Highest point
- Peak: 640
- Coordinates: 48°09′06″N 70°17′04″W﻿ / ﻿48.15167°N 70.28444°W

Geography
- Location: L'Anse-Saint-Jean
- Country: Canada
- Province: Quebec
- Administrative region: Saguenay–Lac-Saint-Jean
- MRC: Le Fjord-du-Saguenay Regional County Municipality
- Settlement: Laurentian Mountains
- Topo map: NTS 22D1 L'Anse-Saint-Jean

= Mount Édouard =

Mountain in Quebec, Canada

The Mont Édouard, named in honor of Édouard Moreau, is a mountain not far from the village of L'Anse-Saint-Jean, near Saguenay National Park, in Le Fjord-du-Saguenay Regional County Municipality, in administrative region of Saguenay–Lac-Saint-Jean, in Quebec, Canada. It is home to one of the most important ski centers in Saguenay–Lac-Saint-Jean.

== Recreational activities ==
This mountain has several hiking trails accessible to hikers of all ages who love nature. An observation tower has been set up at the top of the mountain. It includes belvederes allowing panoramic views of three former glacial valleys, namely the Périgny valley, the Fjord valley and the Lake Édouard valley (the Zec de l'Anse-Saint-Jean). Nature lovers reach this observation tower via the family trail (lasts about an hour) in summer or fall.

Mont Édouard is the fifth highest peak in Quebec. The ski center offers a vertical drop of 450 m with 30 different slopes. Natural snowmaking is abundant, however, the center is equipped with artificial snowmaking equipment. This ski center is aimed at skiers of all categories. For example, the northeast slope, offering 310 m of vertical drop, has a magnificent undergrowth intended for skiers.

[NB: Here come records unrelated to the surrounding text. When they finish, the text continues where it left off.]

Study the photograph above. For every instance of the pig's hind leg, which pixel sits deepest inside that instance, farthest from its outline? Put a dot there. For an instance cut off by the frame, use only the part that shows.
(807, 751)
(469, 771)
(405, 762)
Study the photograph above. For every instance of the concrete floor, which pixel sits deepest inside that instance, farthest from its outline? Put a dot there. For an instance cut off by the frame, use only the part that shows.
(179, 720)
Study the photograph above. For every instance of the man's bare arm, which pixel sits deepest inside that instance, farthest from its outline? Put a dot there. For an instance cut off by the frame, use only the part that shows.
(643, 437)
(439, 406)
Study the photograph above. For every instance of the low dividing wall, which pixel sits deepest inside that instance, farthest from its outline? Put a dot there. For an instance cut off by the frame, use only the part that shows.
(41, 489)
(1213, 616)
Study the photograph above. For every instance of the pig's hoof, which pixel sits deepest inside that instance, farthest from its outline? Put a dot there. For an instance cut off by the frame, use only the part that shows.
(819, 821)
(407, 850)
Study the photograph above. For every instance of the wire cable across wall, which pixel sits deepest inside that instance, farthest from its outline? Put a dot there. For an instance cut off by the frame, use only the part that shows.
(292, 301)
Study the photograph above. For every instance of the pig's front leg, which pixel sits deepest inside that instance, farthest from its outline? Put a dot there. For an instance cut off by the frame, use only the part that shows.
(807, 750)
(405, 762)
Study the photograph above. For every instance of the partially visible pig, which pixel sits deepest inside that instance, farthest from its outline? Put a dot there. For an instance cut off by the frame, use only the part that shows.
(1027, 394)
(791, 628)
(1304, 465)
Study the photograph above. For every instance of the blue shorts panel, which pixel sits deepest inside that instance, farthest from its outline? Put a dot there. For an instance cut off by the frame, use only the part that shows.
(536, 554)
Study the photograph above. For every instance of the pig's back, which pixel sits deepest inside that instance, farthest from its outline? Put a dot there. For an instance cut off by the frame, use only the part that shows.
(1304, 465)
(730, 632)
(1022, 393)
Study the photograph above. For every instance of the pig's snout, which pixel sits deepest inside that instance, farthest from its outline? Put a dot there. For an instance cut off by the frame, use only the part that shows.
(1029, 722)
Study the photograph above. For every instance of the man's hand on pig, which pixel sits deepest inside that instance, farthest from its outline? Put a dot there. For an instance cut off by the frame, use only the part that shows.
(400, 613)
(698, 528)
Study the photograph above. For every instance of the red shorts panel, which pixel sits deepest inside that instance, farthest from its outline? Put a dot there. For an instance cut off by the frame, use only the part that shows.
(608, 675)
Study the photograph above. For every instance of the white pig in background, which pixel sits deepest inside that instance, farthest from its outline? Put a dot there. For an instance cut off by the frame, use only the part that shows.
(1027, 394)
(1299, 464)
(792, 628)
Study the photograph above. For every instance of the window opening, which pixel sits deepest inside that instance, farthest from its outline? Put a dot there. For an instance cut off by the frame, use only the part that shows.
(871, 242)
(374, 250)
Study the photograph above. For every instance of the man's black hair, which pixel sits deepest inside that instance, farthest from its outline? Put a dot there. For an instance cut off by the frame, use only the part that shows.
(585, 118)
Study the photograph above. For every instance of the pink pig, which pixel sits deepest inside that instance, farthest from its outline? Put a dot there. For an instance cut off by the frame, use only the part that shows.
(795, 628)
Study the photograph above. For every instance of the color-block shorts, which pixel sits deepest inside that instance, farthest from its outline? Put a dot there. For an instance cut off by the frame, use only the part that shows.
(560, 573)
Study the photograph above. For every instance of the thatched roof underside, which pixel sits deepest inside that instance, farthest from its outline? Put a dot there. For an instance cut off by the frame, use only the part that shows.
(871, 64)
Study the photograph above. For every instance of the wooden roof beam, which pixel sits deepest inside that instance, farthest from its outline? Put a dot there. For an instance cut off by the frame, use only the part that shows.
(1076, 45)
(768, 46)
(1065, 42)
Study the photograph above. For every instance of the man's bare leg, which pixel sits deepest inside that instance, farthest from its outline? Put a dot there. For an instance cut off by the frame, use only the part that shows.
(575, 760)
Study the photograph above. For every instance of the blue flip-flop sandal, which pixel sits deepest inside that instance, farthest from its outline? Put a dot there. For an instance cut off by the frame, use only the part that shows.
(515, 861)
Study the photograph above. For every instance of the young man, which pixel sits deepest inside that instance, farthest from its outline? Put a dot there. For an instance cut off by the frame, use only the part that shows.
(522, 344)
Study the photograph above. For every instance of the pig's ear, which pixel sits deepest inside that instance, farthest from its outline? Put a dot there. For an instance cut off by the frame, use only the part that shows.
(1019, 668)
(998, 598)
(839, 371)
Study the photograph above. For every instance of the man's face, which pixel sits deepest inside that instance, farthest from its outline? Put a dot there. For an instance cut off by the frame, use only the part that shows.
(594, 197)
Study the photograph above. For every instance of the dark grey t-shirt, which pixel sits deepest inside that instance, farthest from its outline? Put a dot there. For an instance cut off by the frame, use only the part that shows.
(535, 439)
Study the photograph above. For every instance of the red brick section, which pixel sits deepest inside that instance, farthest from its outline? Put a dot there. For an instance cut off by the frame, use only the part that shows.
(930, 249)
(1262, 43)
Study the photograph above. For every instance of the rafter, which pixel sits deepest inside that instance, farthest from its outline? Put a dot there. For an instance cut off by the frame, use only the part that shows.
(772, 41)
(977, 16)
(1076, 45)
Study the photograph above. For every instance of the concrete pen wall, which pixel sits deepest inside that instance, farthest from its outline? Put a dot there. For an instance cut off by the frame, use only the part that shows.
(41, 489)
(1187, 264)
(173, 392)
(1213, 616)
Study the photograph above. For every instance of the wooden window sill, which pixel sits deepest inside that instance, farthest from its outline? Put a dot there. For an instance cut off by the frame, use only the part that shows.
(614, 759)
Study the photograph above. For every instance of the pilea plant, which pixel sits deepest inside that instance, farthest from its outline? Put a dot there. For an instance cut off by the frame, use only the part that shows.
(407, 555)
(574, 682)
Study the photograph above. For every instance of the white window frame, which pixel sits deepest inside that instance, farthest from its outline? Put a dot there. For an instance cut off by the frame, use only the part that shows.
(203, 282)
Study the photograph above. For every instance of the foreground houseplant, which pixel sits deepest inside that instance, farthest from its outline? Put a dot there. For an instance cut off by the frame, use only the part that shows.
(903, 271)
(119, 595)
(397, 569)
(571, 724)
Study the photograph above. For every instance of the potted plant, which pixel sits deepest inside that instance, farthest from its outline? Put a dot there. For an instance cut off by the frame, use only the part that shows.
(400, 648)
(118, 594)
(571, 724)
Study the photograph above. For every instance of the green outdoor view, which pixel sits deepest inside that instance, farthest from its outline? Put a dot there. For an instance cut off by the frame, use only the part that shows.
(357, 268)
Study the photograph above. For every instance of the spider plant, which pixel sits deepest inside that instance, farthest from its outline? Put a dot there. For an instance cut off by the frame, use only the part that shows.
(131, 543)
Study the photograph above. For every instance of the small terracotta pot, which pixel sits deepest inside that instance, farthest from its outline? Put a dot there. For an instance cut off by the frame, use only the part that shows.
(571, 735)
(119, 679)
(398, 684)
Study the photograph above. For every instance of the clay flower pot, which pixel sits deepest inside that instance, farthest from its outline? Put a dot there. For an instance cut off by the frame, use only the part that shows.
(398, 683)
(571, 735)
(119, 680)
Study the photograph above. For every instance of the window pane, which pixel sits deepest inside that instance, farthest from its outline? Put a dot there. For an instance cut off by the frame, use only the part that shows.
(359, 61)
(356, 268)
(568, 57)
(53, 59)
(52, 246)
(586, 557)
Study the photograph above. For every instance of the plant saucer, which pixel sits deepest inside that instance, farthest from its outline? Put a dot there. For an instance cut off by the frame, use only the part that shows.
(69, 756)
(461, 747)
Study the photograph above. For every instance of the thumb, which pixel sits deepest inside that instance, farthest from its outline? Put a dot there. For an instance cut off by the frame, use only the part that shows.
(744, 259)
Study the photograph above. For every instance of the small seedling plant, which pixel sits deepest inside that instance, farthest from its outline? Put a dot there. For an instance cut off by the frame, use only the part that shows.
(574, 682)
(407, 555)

This ski center offers a school slope and a treadmill to train young people in sliding sports. The center is equipped for tube descent, cross-country skiing in two family-type loops, snowshoe trails, as well as an ice rink at the foot of the slopes.

== Toponymy ==
This mountain was named in honour of Édouard Moreau, a trapper of Innu origin, who worked towards the end of the 19th century in the vicinity of this mountain. The entrepreneurs of the ski resort center project on Mont Édouard kept the same name for the ski resort center. The toponym "Mont Édouard" was made official on April 20, 1988, at the Place Names Bank of the Commission de toponymie du Québec.